Another tip is to look at prolific maintainers, like Matteo Collina and others. Look at what they wrote or what they choose to use. That goes to reputation, so if you know that a certain developer chose to use a specific package, they probably already did their due diligence, so you can use it.
But say, for instance, the packages that make it into the Node test suite, they’re probably within the “trusted compute base,” right?
There could be packages that have been downloaded 5 million times but could be terrible and break things. The CI is there to ensure that nothing in the ecosystem is broken, but it’s not an assurance that a package is good and should be used. So it works well as a basic filter, but it’s not enough to ensure the quality of the package.
Let’s assume that in the future, code will be generated by tools like Tabnine, which are already in the IDE, and the volume of generated code (or copy-pasted) will be significantly larger than what we’re used to today. How will that affect the ecosystem, especially in the CICD? Does it transfer more responsibility to the gatekeepers? Obviously, developers will still be responsible for their code, but does it potentially transfer more responsibility to someone who’s supposed to catch issues further down in the SDLC funnel? As the manager of an R&D organization that adopts AI code generation, which processes and tools should I put in place to ensure that my code remains at the same quality as in the past? On the one hand, we’re creating systems that are far more accelerated. On the other hand, there’s a higher risk. So what can we do to ensure that production issues are prevented?

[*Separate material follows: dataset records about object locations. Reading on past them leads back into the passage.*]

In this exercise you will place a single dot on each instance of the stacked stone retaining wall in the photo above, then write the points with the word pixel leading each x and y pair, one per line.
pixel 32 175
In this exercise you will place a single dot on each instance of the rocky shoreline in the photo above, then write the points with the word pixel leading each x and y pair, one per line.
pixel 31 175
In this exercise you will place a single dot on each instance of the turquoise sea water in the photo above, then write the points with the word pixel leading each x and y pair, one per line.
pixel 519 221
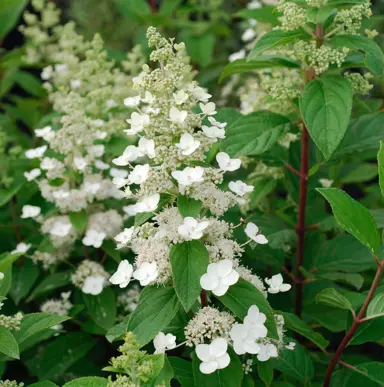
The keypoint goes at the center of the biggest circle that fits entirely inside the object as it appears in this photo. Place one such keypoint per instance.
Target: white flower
(79, 162)
(46, 74)
(93, 285)
(276, 284)
(252, 232)
(131, 153)
(214, 356)
(189, 175)
(21, 248)
(101, 165)
(94, 238)
(148, 204)
(192, 229)
(75, 84)
(116, 172)
(201, 94)
(219, 277)
(30, 211)
(237, 55)
(130, 210)
(240, 188)
(163, 342)
(266, 352)
(244, 336)
(60, 229)
(177, 116)
(146, 273)
(147, 147)
(187, 144)
(123, 274)
(326, 183)
(180, 97)
(148, 98)
(46, 133)
(138, 122)
(213, 132)
(139, 174)
(291, 346)
(132, 102)
(213, 122)
(61, 68)
(208, 109)
(36, 152)
(249, 34)
(124, 237)
(226, 163)
(32, 174)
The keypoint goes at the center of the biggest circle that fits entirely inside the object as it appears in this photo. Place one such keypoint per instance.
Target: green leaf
(189, 261)
(230, 376)
(62, 353)
(50, 283)
(241, 296)
(10, 12)
(296, 364)
(117, 331)
(89, 381)
(325, 106)
(79, 220)
(295, 324)
(342, 253)
(371, 375)
(374, 57)
(380, 161)
(36, 322)
(362, 134)
(266, 14)
(376, 306)
(261, 62)
(23, 278)
(254, 133)
(182, 371)
(332, 297)
(156, 309)
(102, 308)
(353, 217)
(8, 343)
(7, 259)
(276, 38)
(188, 206)
(265, 371)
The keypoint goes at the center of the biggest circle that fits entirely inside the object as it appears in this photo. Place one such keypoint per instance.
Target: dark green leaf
(275, 38)
(156, 309)
(255, 133)
(189, 261)
(325, 106)
(353, 217)
(102, 308)
(8, 343)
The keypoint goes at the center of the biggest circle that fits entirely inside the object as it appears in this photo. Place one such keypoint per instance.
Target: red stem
(356, 323)
(300, 229)
(203, 298)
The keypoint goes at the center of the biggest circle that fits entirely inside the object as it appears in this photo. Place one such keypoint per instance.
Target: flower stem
(356, 323)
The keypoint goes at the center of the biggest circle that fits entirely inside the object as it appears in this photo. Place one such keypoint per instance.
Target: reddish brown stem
(300, 229)
(153, 6)
(203, 298)
(356, 323)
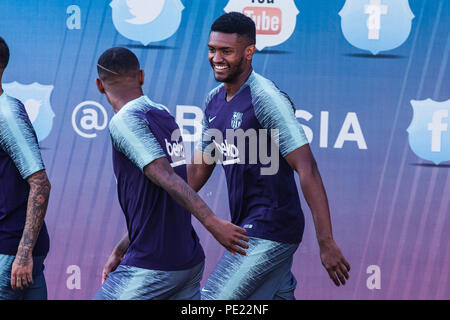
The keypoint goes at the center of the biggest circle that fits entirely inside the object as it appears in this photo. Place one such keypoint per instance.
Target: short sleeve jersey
(267, 203)
(20, 157)
(160, 230)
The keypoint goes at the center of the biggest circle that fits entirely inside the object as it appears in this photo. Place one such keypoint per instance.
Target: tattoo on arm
(36, 209)
(161, 173)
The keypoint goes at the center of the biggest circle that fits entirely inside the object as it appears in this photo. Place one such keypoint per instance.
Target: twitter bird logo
(146, 21)
(36, 99)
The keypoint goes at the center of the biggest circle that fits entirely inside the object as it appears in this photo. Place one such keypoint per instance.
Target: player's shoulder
(265, 94)
(213, 93)
(11, 104)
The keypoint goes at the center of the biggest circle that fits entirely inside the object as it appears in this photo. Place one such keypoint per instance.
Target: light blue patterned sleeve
(17, 137)
(131, 135)
(274, 110)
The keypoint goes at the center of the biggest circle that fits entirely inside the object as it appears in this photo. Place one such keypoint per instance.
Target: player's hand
(334, 261)
(229, 235)
(113, 262)
(22, 270)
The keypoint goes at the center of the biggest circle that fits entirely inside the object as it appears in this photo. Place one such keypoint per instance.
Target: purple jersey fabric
(267, 206)
(20, 157)
(160, 230)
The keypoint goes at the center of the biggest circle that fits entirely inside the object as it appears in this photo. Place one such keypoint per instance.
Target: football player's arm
(202, 165)
(302, 161)
(116, 256)
(199, 171)
(19, 141)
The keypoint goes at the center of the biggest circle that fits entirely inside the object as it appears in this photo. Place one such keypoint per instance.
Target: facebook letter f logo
(429, 134)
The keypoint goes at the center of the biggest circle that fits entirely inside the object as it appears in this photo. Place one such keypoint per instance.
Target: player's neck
(233, 87)
(121, 97)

In the book by the Phoenix Project and the Accelerate report, as well as Puppet, which publishes a yearly “State of DevOps” report, they all talk about DevOps and link it to security. I think that the more mature an organization is, for example, when you’re already in the CICD phase with lots of feature flags, you’re very advanced in terms of technology, and you can fail fast, it’s much easier to integrate and use lots of different tools, for security and more. So maybe the controls won’t change much, but they’ll get sharper.
As code is being generated faster with tools like Tabnine, there needs to be a greater emphasis on code review to catch any issues. Even with all the other security-related DevOps processes like dynamic and static application testing, someone needs to review the code to ensure it’s correct and working, including edge cases. Code review tools and processes aren’t meant to distinguish between good or bad coders, but to identify and catch specific issues. It’s particularly important for less mature companies to have a defined code review process because generating lots of code doesn’t necessarily mean it’s good code, and mistakes and vulnerabilities can easily slip through without proper testing and review.
In other words, the bottleneck in the dev process could move from writing code to code review or maybe testing, while the throughput remains the same.
Yes. If I were to give a parallel to the world of dependencies. If I go back a couple of “generations”, during the time when everything was embedded, you’d open your editor, create a new file project, with a blank page, and start writing. Today, you want to create a project, let’s say it’s Java, you’ve got Spring Starter Project or Spring Boot or whatever. Your default is to enter, like, twenty dependencies. And with JavaScript, it becomes a bit larger. So the default is that you’ve got lots and lots of code, and what I’m writing is maybe 10% business logic or something like that. So this world has really accelerated in a dramatic way.